Throughout the study, which was published in the National Cancer Institute's magazine in the US, researchers followed the progress of two groups of Israelis born in Europe after 1926.
One group, whose members immigrated to Israel before or during World War II, was defined as not having undergone the Holocaust. The other, whose members came to Israel after the Holocaust, was defined as a group of survivors.
All together 315,000 people participated in the study, of them 259,000 were considered Holocaust survivors.
The researchers compared the names of members in the two groups with the Health Ministry's national cancer patient roster and found that Holocaust survivors were overrepresented there when compared with the control group.

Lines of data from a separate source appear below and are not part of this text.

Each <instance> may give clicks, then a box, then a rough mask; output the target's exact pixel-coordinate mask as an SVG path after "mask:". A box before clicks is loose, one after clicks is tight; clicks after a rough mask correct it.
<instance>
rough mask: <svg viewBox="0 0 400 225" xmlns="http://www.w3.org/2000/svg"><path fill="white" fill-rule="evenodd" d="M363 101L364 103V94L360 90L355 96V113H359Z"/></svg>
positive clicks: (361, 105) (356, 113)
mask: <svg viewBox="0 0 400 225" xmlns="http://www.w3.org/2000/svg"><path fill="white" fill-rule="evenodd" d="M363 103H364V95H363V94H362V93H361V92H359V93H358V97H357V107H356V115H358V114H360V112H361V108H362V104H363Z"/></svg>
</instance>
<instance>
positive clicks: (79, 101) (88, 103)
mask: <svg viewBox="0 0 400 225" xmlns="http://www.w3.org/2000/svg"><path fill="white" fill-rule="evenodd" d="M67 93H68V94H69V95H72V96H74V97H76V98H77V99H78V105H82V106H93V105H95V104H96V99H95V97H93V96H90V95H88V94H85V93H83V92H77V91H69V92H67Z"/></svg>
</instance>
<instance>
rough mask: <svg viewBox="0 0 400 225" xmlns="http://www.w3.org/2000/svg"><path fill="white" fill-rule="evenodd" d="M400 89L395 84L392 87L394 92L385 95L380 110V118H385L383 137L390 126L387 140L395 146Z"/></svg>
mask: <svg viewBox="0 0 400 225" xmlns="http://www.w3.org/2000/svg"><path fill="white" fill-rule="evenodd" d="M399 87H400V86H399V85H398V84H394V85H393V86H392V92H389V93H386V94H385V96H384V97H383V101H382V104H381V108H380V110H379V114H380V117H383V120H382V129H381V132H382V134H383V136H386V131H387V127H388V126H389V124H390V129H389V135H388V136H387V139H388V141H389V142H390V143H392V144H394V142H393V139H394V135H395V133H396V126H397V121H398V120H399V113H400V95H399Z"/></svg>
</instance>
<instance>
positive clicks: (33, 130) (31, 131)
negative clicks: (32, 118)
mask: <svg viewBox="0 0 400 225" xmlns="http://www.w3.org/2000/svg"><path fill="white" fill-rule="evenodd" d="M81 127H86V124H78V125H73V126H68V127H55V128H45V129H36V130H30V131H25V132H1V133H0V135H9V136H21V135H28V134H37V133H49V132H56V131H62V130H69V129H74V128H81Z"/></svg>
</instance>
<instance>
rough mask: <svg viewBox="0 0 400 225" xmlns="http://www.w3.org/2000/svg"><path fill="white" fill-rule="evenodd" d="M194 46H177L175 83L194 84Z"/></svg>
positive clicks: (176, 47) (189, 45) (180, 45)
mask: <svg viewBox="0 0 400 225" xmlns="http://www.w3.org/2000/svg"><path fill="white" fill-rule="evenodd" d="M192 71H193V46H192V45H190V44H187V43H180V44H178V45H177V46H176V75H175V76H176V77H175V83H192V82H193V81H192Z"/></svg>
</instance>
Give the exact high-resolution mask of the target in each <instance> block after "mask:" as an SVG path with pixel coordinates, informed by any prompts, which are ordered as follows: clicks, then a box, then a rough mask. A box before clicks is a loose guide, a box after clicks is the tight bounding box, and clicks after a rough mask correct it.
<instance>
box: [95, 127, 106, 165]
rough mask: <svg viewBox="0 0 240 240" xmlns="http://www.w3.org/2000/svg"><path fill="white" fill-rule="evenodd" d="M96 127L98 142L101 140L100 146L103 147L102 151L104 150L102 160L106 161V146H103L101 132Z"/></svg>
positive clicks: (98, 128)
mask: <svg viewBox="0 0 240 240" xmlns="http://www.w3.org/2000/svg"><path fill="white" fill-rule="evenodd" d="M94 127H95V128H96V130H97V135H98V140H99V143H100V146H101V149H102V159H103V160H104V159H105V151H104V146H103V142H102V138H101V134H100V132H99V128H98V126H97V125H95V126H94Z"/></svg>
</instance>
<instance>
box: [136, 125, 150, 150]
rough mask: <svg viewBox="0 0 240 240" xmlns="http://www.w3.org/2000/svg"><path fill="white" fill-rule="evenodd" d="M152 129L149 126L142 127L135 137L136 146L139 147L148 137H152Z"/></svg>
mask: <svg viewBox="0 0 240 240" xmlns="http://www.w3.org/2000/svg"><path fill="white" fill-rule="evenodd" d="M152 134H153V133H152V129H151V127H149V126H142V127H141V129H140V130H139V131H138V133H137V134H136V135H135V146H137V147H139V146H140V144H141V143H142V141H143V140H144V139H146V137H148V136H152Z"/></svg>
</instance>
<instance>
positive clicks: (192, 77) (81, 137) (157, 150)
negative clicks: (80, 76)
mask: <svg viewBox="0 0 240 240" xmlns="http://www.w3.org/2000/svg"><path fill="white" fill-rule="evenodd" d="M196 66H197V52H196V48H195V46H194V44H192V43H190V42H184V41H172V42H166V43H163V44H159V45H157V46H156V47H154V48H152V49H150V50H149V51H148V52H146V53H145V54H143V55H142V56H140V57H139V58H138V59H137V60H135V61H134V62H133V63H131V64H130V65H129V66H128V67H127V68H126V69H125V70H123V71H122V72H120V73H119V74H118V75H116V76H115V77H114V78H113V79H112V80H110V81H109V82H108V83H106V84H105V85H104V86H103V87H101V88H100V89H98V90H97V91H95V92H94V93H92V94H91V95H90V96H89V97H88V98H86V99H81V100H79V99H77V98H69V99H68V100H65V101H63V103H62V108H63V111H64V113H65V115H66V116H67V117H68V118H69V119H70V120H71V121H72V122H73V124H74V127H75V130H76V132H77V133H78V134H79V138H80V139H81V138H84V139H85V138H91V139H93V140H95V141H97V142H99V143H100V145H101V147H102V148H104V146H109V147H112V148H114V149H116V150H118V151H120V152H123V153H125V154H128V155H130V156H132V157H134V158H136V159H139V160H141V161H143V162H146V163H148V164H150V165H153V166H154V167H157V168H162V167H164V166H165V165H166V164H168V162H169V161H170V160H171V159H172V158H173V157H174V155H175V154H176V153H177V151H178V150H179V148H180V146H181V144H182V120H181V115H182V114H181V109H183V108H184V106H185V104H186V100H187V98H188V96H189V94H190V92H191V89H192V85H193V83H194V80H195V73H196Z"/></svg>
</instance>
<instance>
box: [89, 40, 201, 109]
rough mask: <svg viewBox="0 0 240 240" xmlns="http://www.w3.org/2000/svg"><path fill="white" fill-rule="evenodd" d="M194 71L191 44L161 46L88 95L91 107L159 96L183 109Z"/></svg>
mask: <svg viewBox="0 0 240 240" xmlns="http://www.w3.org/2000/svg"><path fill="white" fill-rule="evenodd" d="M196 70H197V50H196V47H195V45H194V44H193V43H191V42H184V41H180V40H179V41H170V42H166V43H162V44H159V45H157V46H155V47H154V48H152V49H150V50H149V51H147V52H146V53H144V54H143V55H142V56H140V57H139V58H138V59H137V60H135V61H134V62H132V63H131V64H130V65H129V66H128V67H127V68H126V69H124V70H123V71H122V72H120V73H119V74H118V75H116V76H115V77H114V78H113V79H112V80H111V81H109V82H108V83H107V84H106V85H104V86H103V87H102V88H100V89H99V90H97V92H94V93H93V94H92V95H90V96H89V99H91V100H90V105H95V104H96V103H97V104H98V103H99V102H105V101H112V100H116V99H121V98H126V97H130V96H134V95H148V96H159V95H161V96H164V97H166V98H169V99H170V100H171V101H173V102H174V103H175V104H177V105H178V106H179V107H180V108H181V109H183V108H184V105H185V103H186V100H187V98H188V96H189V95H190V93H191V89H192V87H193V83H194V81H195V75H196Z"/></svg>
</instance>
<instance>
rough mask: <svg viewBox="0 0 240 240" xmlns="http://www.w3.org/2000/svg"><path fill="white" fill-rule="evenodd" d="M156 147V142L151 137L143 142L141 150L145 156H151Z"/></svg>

The data shows that male Holocaust survivors are 17% to 3.5 times more likely to develop cancer, and female survivors are 30% to 2.3 times more likely to do so.
Another of the study's conclusions is that the younger the survivors were during the war, the higher their chances to develop with the disease.
Dr. Lital Keinan-Boker, one of the researchers who worked on the study, said of the results, "One of the assumptions is that the high percentage of disease has to do with the limited amount of calories allotted to the victims of the war, which may have caused hormonal and metabolic changes. It may also be related to post-traumatic stress."